Back in October, Jim Harris was waiting for Congress to do what both political parties say is vital to the nation: create jobs.
Harris’ Ridgefield company, Burke Industrial Coatings, was ready to sell its antibacterial coatings to an eager customer in Saudi Arabia. It was a big order for a small seven-employee company: 40,000 gallons of Burke’s Silver Bullet coating for air ventilation equipment at a huge airplane maintenance facility in Saudi Arabia.
But Harris wasn’t sure he could close the deal without the security of insurance offered as one of many services of the federal Export-Import Bank, commonly known as the Ex-Im Bank. And the bank couldn’t take on any new business, because Congress had allowed its charter to expire in July.

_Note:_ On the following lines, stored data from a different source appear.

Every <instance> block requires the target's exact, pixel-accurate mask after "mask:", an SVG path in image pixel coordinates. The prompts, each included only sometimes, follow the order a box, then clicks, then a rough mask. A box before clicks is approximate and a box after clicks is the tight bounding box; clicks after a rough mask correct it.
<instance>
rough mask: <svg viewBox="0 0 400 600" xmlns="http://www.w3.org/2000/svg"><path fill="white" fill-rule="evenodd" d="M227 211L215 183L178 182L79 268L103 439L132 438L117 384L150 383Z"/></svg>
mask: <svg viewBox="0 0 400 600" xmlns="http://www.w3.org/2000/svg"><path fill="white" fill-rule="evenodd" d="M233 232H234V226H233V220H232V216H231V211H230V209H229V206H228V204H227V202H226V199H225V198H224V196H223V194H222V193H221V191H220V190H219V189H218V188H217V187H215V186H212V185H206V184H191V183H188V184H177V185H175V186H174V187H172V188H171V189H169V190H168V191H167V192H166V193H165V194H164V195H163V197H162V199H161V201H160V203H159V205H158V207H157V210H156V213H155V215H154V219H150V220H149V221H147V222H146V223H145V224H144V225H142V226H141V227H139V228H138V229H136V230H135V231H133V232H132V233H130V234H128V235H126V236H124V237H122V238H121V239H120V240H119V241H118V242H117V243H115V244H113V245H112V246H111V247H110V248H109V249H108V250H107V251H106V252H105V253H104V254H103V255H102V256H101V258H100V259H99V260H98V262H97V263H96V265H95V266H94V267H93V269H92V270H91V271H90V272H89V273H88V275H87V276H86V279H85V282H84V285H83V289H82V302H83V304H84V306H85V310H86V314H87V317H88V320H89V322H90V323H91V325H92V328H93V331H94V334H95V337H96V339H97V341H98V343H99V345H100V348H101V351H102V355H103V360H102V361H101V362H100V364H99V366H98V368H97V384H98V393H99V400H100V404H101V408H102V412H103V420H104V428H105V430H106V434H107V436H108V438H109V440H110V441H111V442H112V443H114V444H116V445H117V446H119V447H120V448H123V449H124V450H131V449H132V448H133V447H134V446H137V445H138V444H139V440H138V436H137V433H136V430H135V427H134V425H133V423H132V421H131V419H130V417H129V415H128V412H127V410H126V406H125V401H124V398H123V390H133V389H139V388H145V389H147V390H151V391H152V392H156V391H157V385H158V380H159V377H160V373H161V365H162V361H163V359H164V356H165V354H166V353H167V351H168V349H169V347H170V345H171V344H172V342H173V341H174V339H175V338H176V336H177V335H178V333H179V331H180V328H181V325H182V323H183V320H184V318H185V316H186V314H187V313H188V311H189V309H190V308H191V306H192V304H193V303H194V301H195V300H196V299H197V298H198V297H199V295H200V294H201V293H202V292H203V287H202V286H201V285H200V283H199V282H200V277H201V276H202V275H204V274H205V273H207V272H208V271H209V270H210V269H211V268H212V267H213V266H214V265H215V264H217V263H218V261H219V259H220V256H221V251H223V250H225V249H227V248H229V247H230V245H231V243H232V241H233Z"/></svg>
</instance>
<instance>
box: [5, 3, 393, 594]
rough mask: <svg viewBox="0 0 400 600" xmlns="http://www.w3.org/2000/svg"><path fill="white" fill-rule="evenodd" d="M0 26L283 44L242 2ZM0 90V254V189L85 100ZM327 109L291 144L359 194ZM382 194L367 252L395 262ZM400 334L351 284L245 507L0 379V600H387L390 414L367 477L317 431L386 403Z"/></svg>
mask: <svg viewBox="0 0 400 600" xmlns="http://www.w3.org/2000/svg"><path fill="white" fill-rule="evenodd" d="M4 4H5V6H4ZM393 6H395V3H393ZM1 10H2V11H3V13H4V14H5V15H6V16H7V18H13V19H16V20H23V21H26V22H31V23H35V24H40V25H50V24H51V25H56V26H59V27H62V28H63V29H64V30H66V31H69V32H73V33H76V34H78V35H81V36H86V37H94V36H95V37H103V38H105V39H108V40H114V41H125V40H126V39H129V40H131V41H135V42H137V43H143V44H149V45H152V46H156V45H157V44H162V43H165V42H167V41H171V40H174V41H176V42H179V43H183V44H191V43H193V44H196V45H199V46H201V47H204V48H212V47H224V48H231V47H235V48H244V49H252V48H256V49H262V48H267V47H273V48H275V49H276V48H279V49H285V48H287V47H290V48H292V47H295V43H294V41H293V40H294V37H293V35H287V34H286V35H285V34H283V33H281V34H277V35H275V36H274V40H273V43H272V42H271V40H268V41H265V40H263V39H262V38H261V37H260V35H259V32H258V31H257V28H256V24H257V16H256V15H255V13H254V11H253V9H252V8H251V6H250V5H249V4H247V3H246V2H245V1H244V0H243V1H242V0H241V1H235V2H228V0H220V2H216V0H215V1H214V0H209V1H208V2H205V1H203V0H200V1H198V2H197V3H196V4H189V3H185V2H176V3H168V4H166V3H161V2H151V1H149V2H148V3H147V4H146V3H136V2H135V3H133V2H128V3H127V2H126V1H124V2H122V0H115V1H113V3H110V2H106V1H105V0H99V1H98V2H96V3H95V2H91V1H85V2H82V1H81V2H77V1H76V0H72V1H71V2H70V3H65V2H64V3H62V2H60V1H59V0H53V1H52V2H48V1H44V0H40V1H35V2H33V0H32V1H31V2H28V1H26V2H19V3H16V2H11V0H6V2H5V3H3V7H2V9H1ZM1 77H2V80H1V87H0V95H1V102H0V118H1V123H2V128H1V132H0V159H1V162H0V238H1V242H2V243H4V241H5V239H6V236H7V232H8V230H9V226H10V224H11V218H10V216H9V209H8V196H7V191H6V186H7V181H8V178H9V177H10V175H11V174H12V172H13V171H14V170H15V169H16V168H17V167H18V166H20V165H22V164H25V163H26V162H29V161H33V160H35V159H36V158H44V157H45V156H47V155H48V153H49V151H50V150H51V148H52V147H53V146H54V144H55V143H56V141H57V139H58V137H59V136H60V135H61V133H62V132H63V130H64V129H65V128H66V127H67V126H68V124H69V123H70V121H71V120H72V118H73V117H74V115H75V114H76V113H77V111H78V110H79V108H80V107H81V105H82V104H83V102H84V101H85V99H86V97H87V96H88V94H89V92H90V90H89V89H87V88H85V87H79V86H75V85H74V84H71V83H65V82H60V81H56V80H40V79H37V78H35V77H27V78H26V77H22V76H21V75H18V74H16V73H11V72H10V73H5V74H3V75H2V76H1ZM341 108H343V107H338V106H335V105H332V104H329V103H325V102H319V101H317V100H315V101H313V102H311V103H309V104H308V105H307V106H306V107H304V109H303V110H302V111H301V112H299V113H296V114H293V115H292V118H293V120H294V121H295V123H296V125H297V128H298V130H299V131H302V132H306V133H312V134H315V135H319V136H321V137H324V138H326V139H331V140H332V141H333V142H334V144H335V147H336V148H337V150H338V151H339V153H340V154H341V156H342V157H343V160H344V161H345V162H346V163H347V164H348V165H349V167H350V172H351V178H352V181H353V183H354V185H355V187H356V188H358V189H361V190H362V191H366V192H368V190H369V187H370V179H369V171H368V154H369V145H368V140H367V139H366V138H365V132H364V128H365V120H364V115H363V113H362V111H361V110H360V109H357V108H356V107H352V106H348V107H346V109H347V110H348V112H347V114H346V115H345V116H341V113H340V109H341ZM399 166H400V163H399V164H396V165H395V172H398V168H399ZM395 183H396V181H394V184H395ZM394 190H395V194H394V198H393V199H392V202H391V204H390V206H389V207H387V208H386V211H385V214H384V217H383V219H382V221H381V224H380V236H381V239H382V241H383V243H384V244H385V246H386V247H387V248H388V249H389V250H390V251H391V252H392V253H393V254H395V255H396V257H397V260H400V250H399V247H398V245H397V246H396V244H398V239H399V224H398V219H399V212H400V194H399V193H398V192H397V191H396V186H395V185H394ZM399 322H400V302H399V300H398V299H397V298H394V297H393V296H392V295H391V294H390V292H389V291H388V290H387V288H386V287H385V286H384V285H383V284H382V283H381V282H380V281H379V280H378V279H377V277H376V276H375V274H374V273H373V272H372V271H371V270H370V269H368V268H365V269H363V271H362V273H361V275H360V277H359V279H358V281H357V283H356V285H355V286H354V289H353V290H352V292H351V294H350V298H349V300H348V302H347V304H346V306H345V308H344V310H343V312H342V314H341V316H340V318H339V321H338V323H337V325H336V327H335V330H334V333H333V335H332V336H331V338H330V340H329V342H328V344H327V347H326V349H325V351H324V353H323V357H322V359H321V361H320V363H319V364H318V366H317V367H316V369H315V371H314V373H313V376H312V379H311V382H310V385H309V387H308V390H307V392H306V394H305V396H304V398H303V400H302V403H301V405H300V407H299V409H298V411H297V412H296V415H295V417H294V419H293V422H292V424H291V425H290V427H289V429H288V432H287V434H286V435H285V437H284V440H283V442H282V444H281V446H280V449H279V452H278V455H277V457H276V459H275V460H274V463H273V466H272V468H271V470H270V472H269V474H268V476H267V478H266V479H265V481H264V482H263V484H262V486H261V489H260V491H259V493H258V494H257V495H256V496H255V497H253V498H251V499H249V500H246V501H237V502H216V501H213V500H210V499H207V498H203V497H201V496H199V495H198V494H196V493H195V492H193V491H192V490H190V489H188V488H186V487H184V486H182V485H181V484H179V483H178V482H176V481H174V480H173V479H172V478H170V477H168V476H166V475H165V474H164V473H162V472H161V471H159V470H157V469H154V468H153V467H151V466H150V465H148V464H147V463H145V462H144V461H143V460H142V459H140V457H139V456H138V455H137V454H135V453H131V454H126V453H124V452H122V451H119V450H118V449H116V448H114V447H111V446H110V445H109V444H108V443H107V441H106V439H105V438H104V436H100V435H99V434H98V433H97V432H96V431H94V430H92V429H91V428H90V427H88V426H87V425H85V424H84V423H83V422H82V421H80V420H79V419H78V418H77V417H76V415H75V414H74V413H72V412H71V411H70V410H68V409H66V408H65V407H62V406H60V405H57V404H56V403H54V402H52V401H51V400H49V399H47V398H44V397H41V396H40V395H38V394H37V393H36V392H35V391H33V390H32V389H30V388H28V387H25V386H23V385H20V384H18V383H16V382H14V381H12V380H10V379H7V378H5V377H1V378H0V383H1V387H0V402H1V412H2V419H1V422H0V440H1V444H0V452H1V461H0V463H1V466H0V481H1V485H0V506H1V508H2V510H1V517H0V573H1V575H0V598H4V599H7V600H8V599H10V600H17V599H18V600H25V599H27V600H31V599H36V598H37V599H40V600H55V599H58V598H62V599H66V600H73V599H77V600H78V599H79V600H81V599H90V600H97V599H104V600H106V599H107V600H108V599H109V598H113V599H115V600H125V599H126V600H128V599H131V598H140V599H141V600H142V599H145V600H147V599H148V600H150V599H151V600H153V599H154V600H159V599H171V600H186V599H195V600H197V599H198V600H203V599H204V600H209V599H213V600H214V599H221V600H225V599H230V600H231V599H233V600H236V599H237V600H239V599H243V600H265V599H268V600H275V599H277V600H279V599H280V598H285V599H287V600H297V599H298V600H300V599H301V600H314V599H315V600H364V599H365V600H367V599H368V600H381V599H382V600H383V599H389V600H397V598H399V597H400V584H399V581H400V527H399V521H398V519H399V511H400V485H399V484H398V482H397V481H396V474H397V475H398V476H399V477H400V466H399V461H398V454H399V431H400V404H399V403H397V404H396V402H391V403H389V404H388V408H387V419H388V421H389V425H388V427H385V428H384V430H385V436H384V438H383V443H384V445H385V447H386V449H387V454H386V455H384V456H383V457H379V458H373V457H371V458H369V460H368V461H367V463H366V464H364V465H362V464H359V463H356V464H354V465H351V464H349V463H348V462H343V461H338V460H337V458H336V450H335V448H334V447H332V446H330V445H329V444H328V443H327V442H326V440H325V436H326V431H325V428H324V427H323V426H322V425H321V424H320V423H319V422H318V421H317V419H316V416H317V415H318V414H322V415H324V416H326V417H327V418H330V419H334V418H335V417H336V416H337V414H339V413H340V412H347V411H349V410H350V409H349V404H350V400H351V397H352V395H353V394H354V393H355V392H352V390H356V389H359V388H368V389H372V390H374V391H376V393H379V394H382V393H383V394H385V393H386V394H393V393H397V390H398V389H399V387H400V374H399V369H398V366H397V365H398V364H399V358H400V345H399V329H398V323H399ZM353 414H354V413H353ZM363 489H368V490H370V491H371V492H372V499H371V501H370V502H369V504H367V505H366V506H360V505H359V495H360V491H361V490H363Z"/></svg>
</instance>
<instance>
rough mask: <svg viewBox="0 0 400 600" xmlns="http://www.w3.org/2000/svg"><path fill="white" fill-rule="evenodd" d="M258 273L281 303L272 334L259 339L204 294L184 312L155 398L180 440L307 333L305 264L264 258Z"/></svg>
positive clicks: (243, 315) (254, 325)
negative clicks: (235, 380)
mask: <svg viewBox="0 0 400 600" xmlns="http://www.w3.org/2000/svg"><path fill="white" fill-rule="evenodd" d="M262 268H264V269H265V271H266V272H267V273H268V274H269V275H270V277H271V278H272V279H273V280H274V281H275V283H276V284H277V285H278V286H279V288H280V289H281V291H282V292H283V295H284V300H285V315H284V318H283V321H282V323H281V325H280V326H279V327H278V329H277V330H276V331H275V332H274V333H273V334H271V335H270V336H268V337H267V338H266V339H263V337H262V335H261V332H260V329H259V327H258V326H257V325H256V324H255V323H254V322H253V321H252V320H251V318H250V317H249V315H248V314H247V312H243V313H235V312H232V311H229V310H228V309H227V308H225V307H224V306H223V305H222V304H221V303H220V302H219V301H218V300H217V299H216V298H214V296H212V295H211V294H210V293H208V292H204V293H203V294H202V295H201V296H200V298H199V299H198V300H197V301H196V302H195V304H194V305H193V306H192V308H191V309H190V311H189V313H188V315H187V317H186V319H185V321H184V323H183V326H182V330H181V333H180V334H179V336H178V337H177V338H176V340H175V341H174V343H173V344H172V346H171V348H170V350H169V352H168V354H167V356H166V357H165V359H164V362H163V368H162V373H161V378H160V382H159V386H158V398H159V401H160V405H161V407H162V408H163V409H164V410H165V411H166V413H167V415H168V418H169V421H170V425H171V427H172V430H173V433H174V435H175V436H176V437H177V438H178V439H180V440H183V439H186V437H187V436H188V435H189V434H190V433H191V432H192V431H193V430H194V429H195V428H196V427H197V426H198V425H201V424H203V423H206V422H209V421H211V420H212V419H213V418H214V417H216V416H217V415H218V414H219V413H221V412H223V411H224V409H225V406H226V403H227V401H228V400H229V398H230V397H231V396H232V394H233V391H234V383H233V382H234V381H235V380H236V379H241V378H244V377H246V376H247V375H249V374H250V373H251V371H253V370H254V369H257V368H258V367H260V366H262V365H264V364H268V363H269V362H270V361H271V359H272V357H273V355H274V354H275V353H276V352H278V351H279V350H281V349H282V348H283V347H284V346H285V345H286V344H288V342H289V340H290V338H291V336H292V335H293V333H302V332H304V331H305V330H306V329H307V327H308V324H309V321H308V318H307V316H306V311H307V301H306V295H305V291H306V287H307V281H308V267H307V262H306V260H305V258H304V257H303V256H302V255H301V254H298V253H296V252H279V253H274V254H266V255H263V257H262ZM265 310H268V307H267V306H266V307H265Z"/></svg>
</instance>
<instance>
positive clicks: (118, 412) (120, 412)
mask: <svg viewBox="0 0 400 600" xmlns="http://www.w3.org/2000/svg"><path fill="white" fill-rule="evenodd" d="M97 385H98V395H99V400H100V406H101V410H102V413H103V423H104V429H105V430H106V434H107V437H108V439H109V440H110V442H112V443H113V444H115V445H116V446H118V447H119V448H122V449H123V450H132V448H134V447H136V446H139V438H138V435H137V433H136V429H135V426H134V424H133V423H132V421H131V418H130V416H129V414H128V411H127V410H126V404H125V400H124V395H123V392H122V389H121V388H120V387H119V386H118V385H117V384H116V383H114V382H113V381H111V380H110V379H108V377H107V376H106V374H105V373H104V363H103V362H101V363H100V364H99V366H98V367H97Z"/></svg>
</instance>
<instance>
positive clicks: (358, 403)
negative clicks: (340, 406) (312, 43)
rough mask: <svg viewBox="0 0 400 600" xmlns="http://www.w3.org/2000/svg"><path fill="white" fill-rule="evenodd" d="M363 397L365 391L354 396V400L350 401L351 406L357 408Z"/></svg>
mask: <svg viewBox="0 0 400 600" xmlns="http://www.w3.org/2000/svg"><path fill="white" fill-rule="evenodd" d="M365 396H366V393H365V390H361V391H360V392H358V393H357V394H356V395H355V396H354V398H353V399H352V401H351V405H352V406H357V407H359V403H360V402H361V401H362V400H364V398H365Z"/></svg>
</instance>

The controversy over the bank was baffling to most: the bank makes enough money not only to pay its own way, but to return a profit to the U.S. Treasury. Some politicians in the Republican Party’s most conservative wing had attacked Ex-Im as a form of corporate welfare, citing the fact that Boeing was one of the bank’s largest users. Rarely mentioned in news coverage was the fact that the politically powerful Delta Air Lines for years campaigned against Ex-Im, arguing that Ex-Im Bank’s role in backing loans helped Delta’s foreign overseas competitors buy planes from Boeing.
The Columbian wrote about Harris’ dilemma in the fall, when bank supporters were mounting yet another effort to get the bank going. Finally, in December, the Senate attached a four-year reauthorization to a giant transportation funding bill. Harris is working on qualifying his customers in Saudi Arabia, Kuwait, and Peru for Ex-Im credit insurance for future sales.